Imagine, for a second, that a somewhat oblivious acquaintance of yours—let’s call him Johnny Malaproper—were to proffer the following critique: “This is an awful horse! It’s slow, ugly and not at all frisky.” Imagine further that your gentle rejoinder, that the beast is in fact a cow and thus hews to a different standard of excellence, be met with the following reply: “Well, I don’t see why you would be so specific. A beast this awful couldn’t be a good horse any way you slice it.”
I daresay you’d be gobsmacked. The argument is irretrievably malformed in and of itself, but if it had been made of ungulates sensu lato, would mercifully have been merely meaningless, instead of insistently wrong on its face.

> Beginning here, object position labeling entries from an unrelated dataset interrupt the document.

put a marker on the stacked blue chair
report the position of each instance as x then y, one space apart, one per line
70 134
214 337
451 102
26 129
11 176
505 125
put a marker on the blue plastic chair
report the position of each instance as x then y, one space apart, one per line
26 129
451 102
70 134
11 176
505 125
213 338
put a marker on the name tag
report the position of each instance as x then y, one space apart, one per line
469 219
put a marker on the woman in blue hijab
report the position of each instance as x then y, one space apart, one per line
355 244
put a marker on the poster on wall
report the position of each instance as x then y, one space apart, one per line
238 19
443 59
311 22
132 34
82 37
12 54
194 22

Thankfully, Johnny Malaproper is but a single person, in addition to being fictional. What isn’t made up is that cornucopia of rot which we call creationism, and here comes the lede:
One argument that is tirelessly put forward, or at least mindlessly recited at the audience, is that the Second Law of Thermodynamics preclude evolution. When met with rebuttal, the answer is almost invariably along the lines of: “Well, even if it isn’t the Second Law, it ought to be. Why, entropy should be increasing!”, followed by some more hot air expulsions that do, indeed, increase local entropy.

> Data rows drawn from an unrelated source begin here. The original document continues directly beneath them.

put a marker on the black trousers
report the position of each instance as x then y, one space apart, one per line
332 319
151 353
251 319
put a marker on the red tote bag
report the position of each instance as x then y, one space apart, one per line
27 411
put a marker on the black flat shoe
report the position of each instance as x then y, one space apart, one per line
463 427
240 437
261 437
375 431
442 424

Now, that horse isn’t fit for any saddle. If you can’t be bothered to learn the laws of thermodynamics, or why the Second Law just doesn’t apply, your argument would be inestimably improved by simply leaving the exact citation out and hand-wavingly invoking “entropy”, and I can’t fathom why an honest person would call attention to his or her ignorance.
Unfortunately, I can conceive of why a creationist would. It sounds mighty book-larned t’ talk about that there lawr, by number and verse don’tcha know. Why, it sounds like something one of those there scientificists might rattle off! That makes it true, right?